This is a problem for two main reasons. The first, and most pressing, is that these aren’t bands that you can throw around lightly – each of them has a dedicated fanbase, and using their name to promote a record suggests a guarantee of quality. Hell, not even David Byrne references Talking Heads when he’s releasing his new albums – he knows better.
Secondly, aside from opening track Different Light – which does sound a little bit like The B-52’s – the rest of the album sounds like varying shades of Weezer, with hints of The Lemonheads and Juliana Hatfield. Imagine the crushing disappointment of expecting greatness and ending up with generic indie pop.
Everything’s Changed sounds like Weezer’s Beverly Hills. For The First Time will remind you of mid-’90s radio pop (in a bad way). Despite a pounding start, Graceless Kids soon ends up running out of steam – owing in no small part to its riff, which is as bland and brittle as a Ryvita. Wreckage sounds like it’s made up of instrumental interludes from Friends – or borrowed from the closing credits of a Zach Braff movie. Rollercoaster promises The Breeders but delivers The Rogers Sisters. The rest of the album offers little else, sadly.
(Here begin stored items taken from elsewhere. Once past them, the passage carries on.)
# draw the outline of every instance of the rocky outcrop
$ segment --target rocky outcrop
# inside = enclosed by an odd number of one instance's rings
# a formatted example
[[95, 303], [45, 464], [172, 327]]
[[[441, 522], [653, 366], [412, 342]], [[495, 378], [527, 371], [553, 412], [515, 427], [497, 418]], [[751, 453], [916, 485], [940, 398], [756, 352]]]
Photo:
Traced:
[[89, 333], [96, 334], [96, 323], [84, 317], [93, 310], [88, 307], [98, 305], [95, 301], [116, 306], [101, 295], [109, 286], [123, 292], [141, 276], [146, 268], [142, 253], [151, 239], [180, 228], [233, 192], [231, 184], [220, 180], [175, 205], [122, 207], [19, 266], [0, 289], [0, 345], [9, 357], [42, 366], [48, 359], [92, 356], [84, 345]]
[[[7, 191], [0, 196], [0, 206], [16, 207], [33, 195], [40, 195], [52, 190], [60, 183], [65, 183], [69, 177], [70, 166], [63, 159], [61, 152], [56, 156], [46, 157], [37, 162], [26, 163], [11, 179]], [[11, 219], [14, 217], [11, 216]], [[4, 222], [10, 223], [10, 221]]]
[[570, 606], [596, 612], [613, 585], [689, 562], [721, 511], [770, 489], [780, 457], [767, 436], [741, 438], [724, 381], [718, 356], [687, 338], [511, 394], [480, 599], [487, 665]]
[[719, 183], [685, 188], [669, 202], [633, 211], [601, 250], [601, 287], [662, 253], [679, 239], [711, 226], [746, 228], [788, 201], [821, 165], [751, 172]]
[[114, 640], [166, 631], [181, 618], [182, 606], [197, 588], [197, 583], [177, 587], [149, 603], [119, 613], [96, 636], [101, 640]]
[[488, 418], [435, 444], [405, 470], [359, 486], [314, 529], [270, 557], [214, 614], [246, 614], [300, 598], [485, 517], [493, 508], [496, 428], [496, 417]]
Best Coast have never, ever seemed to aspire to be one of the greats of modern rock music – and it really sucks to see them being misrepresented and oversold, probably to hide the fact that the album is listless and dull. The press material describes these songs as the best that Cosentino has ever written, which is actually opposite to the truth. Despite it taking four years to come out, pretty much all of the songs on Always Tomorrow are forgettable, and made up of riffs so basic and hooks so anonymous that you’ll probably end up wishing they’d have waited a little longer.